Part of what’s cool about Portland and our LTR choices is that we often pick lower density routes – the Westside LTR goes from Hillsboro to Downtown Portland more northerly than the existing development did – which meant we had transit oriented development more than 15 miles from the city center. The LRT still served several major employers – Intel has three campuses out there (something like 10k employees) and it allowed people to live in dense housing downtown and commute 15-20 miles to work without their cars or to live within 5 miles of work (and still not commute with their cars) with lower housing costs.
But…it has meant that if you’re in one of those existing areas of development, your reliance on your car hasn’t diminished. This would ameliorate a great deal of that – most will still need a car but can replace many car trips with transit trips.

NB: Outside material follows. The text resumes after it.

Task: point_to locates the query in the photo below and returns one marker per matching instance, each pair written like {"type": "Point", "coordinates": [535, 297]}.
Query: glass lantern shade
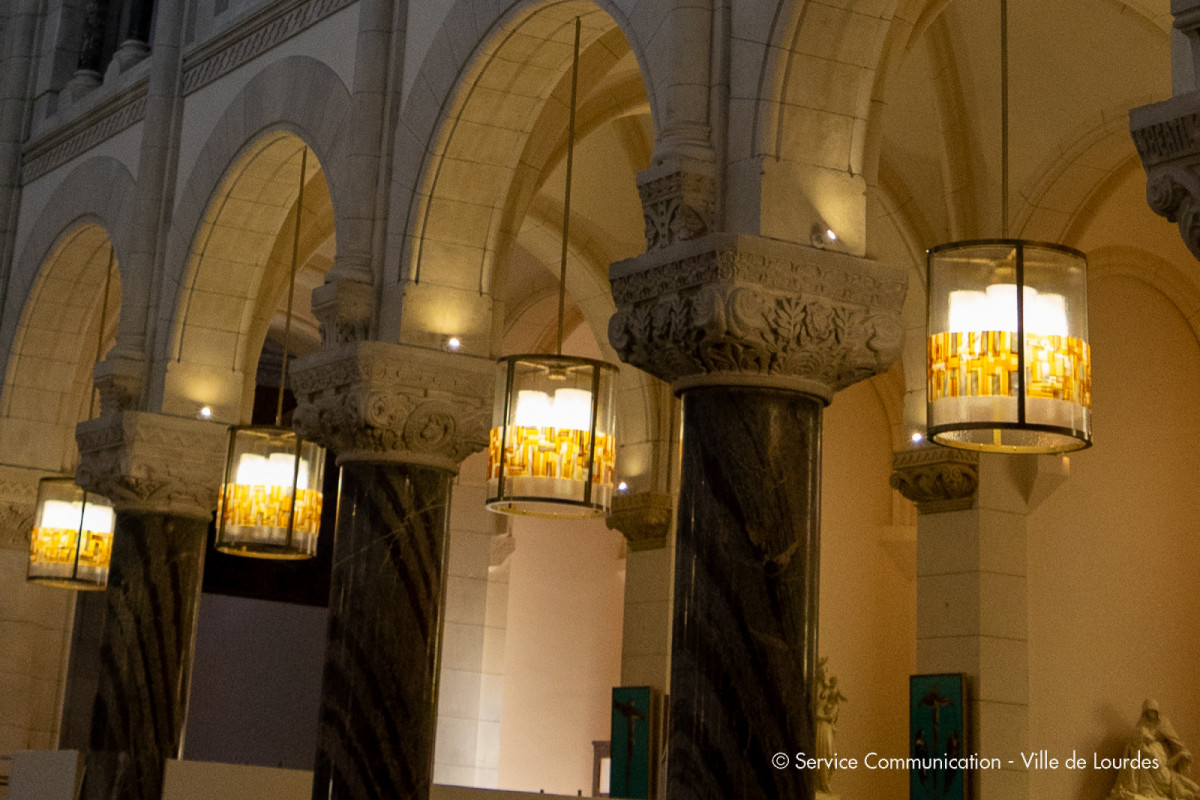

My mother lives 2 miles from the existing LRT – she parks and a park and ride. An LRT along Powell would allow her to leave her car at home entirely.
I’m looking at this network and the word “Utopia” comes to mind. I would never have to drive to the mall again. Any mall. I love Portland (I’m moving to Seattle in a few months, that might increase my sentimentality) but this…this! I’m only afraid that it’ll make it so desirable that we won’t be able to afford a house when we come back.
Hello. Former Portlander here, who happened to be back there when this came out.
Yes, it’s a great network. Keep in mind that this is a regional rapid transit network useful for organizing outer-suburban development, but as you note, there’s been a lot of difficulty getting genuine urban density to happen around light rail. Even Gateway, a major cross-roads in the network that will soon have rail in four directions, hasn’t seen much development energy above the big-box retail scale. This despite rail service that can be faster than driving at peak commute times.
As you note both Powell and Barbur have potential as boulevards, but this will be challenging because the last 20 years of urban growth has focused on other parallel corridors, leaving these as almost designated “car streets” where car-oriented uses such as gas stations and car repair have tended to gather.
Note, too, the increased emphasis on Metro’s effort to tie transit investment to land use decisions by local government. Decisions about densification led by suburban cities will really determine whether these corridors get built, especially the corridors further down the list. That’s as it should be in my view.
I don’t think they should work on both lines at the same time. They should perfect one of them and only when it works without any problems they should work on the other one. This way you’ll save yourself some unavoidable mistakes (I know there’s a lot of planning here but still)
The Urban Growth Boundary (or boundaries, as every city in Oregon must have one) has not been repealed. The UGB for Portland and its suburbs (excluding those in Washington State) is jointly managed by Metro, a regional governing body; most cities in Oregon manage their own UGBs.
Oregon voters did pass a while back a ballot measure which purported to require compensation for any regulatory act which “reduced the value of property”, but the law was so poorly written it was modified by the Legislature, and then subsequently scaled back by a later ballot measure. (The original proposal was positioned as a way to protect landowners from being able to make any effective use of property due to environmental laws, but the real effect of the law was an attempt by the development lobby to gut the state’s land use laws. Once that became apparent, the law was modified; and the current laws on the books no longer pose an existential threat to land use laws in Oregon).